|The Robert Owen Museum. Photo by "Indigo Goat" Some rights reserved|
Childhood and Apprenticeship
"I was the best runner and leaper in the school. I had the libraries of the clergyman, physician and lawyer thrown open to me .... I generally finished a volume daily .... I read all the lives I could meet with of the philosophers and great men."
Robert Owen was born in Newtown, Mid-Wales, in 1771, the sixth child of the local saddler and ironmonger. A bright and lively boy he enjoyed all the normal childhood activities, playing football, learning to dance and to play the clarinet. At school he was so advanced for his age that he became a "pupil-teacher" when only seven. Robert was an exceptional boy in many ways. Before he was ten he had read many of the popular classics such as Pilgrims Progress and Robinson Crusoe, as well as books on history and theology normally considered much too difficult for a child.

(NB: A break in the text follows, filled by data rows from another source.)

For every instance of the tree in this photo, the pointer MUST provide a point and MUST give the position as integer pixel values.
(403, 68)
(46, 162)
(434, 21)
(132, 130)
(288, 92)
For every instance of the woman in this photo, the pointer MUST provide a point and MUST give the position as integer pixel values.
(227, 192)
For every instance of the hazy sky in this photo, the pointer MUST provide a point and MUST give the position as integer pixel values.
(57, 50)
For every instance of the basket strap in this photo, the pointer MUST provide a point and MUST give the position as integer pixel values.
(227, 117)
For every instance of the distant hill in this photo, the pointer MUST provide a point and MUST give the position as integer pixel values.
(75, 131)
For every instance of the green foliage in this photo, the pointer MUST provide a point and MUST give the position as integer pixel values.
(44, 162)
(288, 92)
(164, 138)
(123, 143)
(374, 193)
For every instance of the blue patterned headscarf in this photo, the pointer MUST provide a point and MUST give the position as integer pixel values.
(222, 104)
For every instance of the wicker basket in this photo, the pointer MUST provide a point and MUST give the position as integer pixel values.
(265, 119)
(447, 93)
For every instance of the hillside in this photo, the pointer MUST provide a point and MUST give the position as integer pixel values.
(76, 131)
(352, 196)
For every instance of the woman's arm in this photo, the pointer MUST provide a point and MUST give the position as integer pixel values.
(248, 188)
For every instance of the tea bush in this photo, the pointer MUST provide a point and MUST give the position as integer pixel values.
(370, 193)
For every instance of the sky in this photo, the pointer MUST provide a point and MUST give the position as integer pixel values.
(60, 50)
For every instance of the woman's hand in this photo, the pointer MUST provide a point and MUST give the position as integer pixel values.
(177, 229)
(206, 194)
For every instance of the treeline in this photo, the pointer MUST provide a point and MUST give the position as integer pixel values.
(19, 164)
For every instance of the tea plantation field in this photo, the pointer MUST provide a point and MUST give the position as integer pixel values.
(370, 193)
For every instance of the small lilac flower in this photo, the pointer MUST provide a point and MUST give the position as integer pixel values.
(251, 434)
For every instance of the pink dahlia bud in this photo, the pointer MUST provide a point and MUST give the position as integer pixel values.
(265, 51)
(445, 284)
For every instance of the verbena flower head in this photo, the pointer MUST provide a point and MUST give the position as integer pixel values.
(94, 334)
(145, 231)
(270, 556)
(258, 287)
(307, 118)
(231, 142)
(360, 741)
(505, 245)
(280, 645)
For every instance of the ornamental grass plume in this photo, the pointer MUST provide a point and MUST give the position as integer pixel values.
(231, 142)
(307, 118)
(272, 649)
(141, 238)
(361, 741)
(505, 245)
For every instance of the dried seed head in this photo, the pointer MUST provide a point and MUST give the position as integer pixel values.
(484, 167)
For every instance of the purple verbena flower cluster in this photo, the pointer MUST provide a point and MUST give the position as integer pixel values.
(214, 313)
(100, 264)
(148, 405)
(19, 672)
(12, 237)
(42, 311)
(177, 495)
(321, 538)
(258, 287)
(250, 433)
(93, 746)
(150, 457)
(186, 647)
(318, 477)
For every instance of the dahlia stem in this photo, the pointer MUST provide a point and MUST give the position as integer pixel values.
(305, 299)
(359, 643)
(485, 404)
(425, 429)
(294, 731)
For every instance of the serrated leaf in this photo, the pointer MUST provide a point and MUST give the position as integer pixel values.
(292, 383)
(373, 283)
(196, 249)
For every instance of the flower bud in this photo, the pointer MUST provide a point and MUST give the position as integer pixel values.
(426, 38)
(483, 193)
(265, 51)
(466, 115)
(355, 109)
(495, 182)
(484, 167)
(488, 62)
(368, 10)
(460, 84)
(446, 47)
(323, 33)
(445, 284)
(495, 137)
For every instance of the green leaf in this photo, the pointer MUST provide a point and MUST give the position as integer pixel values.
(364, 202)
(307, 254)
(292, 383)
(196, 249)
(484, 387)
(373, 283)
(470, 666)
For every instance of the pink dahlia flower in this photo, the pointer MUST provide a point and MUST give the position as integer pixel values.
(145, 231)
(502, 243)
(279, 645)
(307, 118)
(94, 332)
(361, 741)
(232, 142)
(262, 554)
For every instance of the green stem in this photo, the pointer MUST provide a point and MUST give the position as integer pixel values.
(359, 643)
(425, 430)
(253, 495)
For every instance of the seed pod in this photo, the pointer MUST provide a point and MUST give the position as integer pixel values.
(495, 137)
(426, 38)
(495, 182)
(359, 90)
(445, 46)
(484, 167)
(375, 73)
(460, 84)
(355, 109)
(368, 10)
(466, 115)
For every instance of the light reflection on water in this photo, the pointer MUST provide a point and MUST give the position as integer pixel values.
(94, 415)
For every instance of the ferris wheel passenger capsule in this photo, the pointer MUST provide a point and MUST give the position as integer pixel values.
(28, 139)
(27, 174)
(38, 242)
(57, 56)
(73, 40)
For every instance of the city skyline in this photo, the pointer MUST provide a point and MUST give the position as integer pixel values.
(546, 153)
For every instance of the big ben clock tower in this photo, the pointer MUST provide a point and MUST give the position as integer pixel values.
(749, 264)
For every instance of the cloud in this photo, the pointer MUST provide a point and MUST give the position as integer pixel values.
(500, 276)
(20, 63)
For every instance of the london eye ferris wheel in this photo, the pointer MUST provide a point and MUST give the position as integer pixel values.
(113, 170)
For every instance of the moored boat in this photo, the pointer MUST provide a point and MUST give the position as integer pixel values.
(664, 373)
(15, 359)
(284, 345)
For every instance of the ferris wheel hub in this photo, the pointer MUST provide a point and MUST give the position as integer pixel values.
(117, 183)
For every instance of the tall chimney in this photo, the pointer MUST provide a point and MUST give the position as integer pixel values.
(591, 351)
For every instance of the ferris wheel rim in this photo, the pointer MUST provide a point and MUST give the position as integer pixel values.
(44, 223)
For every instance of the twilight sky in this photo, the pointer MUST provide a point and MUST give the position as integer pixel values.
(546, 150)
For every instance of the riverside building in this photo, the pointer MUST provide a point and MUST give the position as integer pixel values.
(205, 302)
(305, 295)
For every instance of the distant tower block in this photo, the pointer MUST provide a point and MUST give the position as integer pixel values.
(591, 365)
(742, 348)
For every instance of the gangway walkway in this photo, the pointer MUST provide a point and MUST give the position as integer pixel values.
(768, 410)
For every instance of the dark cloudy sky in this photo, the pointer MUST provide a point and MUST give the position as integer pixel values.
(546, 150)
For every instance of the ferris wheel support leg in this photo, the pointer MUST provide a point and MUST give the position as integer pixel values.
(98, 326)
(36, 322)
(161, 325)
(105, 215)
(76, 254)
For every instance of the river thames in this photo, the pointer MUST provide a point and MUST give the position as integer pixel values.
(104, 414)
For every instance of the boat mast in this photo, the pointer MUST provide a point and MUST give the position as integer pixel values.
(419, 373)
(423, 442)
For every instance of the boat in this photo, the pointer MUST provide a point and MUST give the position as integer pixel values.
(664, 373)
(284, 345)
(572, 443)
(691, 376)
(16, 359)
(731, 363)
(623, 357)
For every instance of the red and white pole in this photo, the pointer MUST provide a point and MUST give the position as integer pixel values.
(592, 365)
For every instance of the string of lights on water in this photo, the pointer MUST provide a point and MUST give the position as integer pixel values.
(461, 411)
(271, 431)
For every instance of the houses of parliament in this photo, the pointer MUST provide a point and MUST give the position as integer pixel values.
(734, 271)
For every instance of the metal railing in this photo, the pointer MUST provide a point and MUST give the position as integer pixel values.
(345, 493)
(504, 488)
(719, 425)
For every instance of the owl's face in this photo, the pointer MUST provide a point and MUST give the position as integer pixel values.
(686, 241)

After leaving school at the age of nine and spending a year as an assistant in the local haberdashery shop, Robert was sent to London to join his elder brother. He soon became apprenticed to James McGuffog, a draper from Stamford in Lincolnshire. His employer was a kind and generous man who encouraged Robert to continue his reading. Robert was happy with the McGuffog family and their liberal views on religion greatly influenced the boy.
The apprenticeship served, Robert returned to London in 1785 to widen his experience and obtain a post as an assistant in a large popular draper's on London Bridge. This was a very different job with long hours and poor conditions. Robert's health began to suffer and after several months he found a new job and moved to Manchester.